The gags of the 2005 musical by Eric Idle and John Du Prez — “lovingly ripped off” from the celebrated 1975 movie “Monty Python and the Holy Grail” — are divinely restored to stage life by director-choreographer Josh Rhodes and a wickedly wacky cast of 18. How funny is this daft assault on your laugh reflex? Let me count (some of) the ways:

  • Michael Urie, as a valor-deprived Sir Robin, finding his irresistible sweet spot in a boffo production number about the Jewish people’s everlasting Broadway glory.
  • Alex Brightman, as a spokesman for the Knights Who Say “Ni!,” ad-libbing his way to theater immortality.
  • The Killer Bunny. Omg.
  • Nik Walker, summoning his inner Robert Goulet for a self-adoring turn as Sir Galahad in “The Song That Goes Like This.”
  • Leslie Rodriguez Kritzer, the show’s glamour-hogging Lady of the Lake, out-Elphaba-ing Idina Menzel with a high note higher than anything in “Defying Gravity.”
  • Rob McClure’s petulant Prince Herbert, so irritatingly lovelorn. And yet at the same time, so adorably needy.

This Broadway Center Stage mounting is a tightly packed clown car, speeding to musical-theater nirvana. (Did I mention James Monroe Iglehart as a superb straight man of a King Arthur, with his trusty patsy, Patsy, played by Matthew Saldivar, forever at his side?)

Musical comedies, like bananas, can go bad. But time has been kind to Python’s mix of high- and lowbrow humor. The antics are of a variety that deconstructs the irrationality of king-making in one moment (“We’re an anarcho-syndicalist commune,” declares a peasant played by Walker) and sends up bodily functions in the next (“I fart in your general direction!” Brightman shouts in an outrageously snooty French accent).
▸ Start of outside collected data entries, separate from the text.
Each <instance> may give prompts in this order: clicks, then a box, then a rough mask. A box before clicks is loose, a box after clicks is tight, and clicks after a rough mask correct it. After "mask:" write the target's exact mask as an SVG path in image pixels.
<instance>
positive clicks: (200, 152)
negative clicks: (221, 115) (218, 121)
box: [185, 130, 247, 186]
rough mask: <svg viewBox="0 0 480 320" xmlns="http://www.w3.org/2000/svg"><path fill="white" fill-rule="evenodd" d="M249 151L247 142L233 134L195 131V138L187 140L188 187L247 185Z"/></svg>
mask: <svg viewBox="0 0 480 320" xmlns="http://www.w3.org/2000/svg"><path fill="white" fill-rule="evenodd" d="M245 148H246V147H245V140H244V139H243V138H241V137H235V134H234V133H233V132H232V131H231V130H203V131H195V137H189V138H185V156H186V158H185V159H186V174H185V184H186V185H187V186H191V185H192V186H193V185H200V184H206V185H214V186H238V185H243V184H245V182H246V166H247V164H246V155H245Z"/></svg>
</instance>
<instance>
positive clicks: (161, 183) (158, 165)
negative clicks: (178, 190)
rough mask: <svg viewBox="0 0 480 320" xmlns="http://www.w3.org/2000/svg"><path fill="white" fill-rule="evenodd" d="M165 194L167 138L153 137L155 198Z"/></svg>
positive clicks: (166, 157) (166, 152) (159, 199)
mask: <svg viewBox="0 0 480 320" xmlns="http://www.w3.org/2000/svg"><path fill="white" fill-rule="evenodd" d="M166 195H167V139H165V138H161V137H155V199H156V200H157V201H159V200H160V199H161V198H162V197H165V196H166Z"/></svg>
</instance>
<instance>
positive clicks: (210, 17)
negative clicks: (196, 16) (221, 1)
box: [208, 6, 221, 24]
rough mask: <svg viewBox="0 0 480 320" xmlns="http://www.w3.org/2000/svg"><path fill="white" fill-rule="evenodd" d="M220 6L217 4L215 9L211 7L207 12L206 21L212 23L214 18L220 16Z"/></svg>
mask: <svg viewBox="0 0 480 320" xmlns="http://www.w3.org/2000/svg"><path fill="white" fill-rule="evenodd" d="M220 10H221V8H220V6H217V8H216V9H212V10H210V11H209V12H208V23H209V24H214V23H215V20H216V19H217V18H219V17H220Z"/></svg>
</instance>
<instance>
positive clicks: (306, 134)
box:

Idle, in a dead heat with the other original Pythons as the funniest Python, wrote a book for the musical that nostalgically re-creates some of the movie’s best episodes and adds a cheeky, meta-theatrical lampoon of Broadway conventions. Idle collaborated on the score with Du Prez, who was in the audience Sunday night when the show officially opened. “What happens in Camelot stays in Camelot!” King Arthur exclaims at the outset of a splashy Vegas number with scantily clad chorines — the Lady of the Lake’s Laker Girls — dancing while carrying platters of jiggling mounds of gelatin.

It’s rude, it’s retro, it’s a riot. Set designer Paul Tate dePoo III places the 14-member Kennedy Center Opera House Orchestra, conducted by John Bell, atop primitive arched structures straight out of a medieval video game. Even dePoo’s projections are in on the joke: Wait for the jaw-dropping visual slapdown of a certain Long Island congressional prevaricator during “You Won’t Succeed on Broadway.” Idle, who supplies the voice of God, encouraged the company to add choice improvisations — and, well, mission accomplished.

Letting this rowdy gang loose on the musical feels like an affectionate perpetuation of the Python spirit. Rhodes, who directed “The Who’s Tommy” for the Broadway Center Stage series, which produces concert-style revivals of Broadway favorites, spreads the glee liberally. An energy-boosting dancing ensemble, 10 strong, brings welcome collective dashes of savvy and wit to the rousing production numbers. There’s a disciplined looseness to the proceedings, a sense of a big occasion during which everyone is going to get their comic shot. And everyone does.

I won’t commit the injustice of highlighting one performance over any other. Not when coaxing us into a delirious frame of mind is such a successful team effort — by players drafted from the major leagues of lunacy.

Monty Python’s Spamalot, book and lyrics by Eric Idle, music by John Du Prez and Idle. Directed and choreographed by Josh Rhodes. Music direction, John Bell; sets and projections, Paul Tate dePoo III; lighting, Cory Pattak; costumes supervision, Jen Caprio; sound, Haley Parcher. With Jimmy Smagula. About 2 hours 20 minutes. Through Sunday at the Kennedy Center.